—No la chingues mi’jo, tan bueno que eres para el fútbol, ahí es donde está tu futuro. Si sigues metido en pedos no vas a lograr todo lo que podrías. Cada vez te pareces más a tu madre y no quiero que acabes como ella.
—¿Y que querías jefe? ¿Qué me pareciera a “la Noriega”, esa de las telenovelas en lugar de mi madre?
— Memo, eres mi hijo, yo quiero que te vaya bien. Y, pues si le sigues por el fútbol igual la haces. Pero te da por andar de vago. Mira nada más esos pinches aretitos y esa greña…
—¡Sereno moreno! Ya estuvo bueno. Ira, tu querías ser futbolista y ya ves, andas todo rengo. Ese es tu pedo, pero a mí me dejas en paz, yo se lo mío. Ándale, ya lárgate al trabajo, que es pa’lo que sirves.
El Toluco salió hacia las escaleras y oyó la desvencijada puerta mientras se azotaba y rechinaba lentamente mientras se volvía a abrir, con esa actitud burlona que tienen las puertas ante la injusticia de la recibir la furia de la que no son culpables. Bajó las escaleras de una en una, tomando el pasamanos con fuerza desmedida mientras apretaba los dientes y pensaba “No quiero que acabe como su madre”.
El domingo, después del partido, tuvo lugar la tradicional celebración que se hacía si se ganaba, se perdía o se empataba. Había como siempre caguamas, mota y que, normalmente, servía de puente entre el fútbol llanero y la lucha callejera. Así que, como gladiador de los regulares de siempre, el Memo tuvo a bien regresar a su casa con ambiente festivo, playera del uniforme rota y ojo morado.
Le costó trabajo ensartar la rebelde llave en la chapa de la chirriante puerta, la que, como solía hacer cuando el llegaba ambientado, dejaba escapar un falsete más fuerte de lo normal, cual mariachi con ganas de seguir la fiesta.
Se logró orientar en la penumbra hasta la alacena que había en el espacio común y único, del departamento, donde suponía habría alguna caja de cereal. No la encontró. Escuchó un breve ruido de resorte recuperándose que lo hizo dirigir su rostro hacía el único sillón que había ahí.
—¿Sorprendido de que te esté esperando?, dijo el Toluco ya incorporado.
—¿qué haces aquí jefe?, dijo Memo acostumbrando sus ojos a la poca luz que entraba por la ventana.
—Aquí vivo.
—No mames, ya te pusiste chistosito. ¿Qué haces aquí afuera de tu cuarto?
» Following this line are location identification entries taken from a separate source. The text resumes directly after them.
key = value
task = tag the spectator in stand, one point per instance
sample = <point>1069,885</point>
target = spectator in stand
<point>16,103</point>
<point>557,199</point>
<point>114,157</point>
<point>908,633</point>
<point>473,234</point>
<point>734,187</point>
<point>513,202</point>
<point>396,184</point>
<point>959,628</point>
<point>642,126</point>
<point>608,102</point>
—Te estaba esperando, fui a ver el partido.
—¿Y qué? ¿Por qué no me aplaudes?
—Tienes muchas facultades. Muchas más de las que yo nunca tuve ¿Por qué las desperdicias?
—Sereno moreno, ya vas a ponerte como ñora remolona…
—Deja de decir “sereno moreno”, ya me tienes hasta los huevos. Ya te dije que no quiero que acabes como tu madre, pero haces todo por lograrlo.
—Mira jefe, que tu quisieras ser futbolista y estés rengo, no es mi pedo. Que estés amargado, no es mi pedo. Que no te guste lo que yo hago, no es mi pedo.
—Pero si no haces nada cabrón, eres un huevonazo que solo anda chingando gente— interrumpió abruptamente el Toluco.
—Mira jefe, no te metas en lo que yo hago.
—Ya me enteré que te quieres chingar a un mecánico, nada más porque te late su chava.
—Y si me lo chingo ¿qué? Ese es mi pedo.
—Mira Memo, no quiero que acabes como tu madre.
—Pues fíjate que no se como acabó mi madre, pero ¿y si sí quiero acabar así? ¿Qué vas a hacer?
—No Memo, no te conviene, yo no quiero que acabes así. Tu puedes ser lo que yo no fui.
—¡Ya cállate!, pinche cojo, ya no te aguanto— dijo el Memo, y a manera de broche de su argumentación lanzó un espeso escupitajo que cayó entre el ojo y la mejilla izquierda del Toluco.
El Toluco respiró profundamente, metió sus manos en las bolsas de la raída chamarra del deportivo Toluca que llevaba puesta. Era el amor de sus amores. Levantó los hombros en un claro gesto de “me vale”.
Sacó otra vez las manos de las bolsas de la chamarra y en la penumbra alcanzó a distinguirse en su mano derecha un pequeño revolver. Lo levantó despacio mientras decía:
—Pues sí, vas a acabar como tu madre.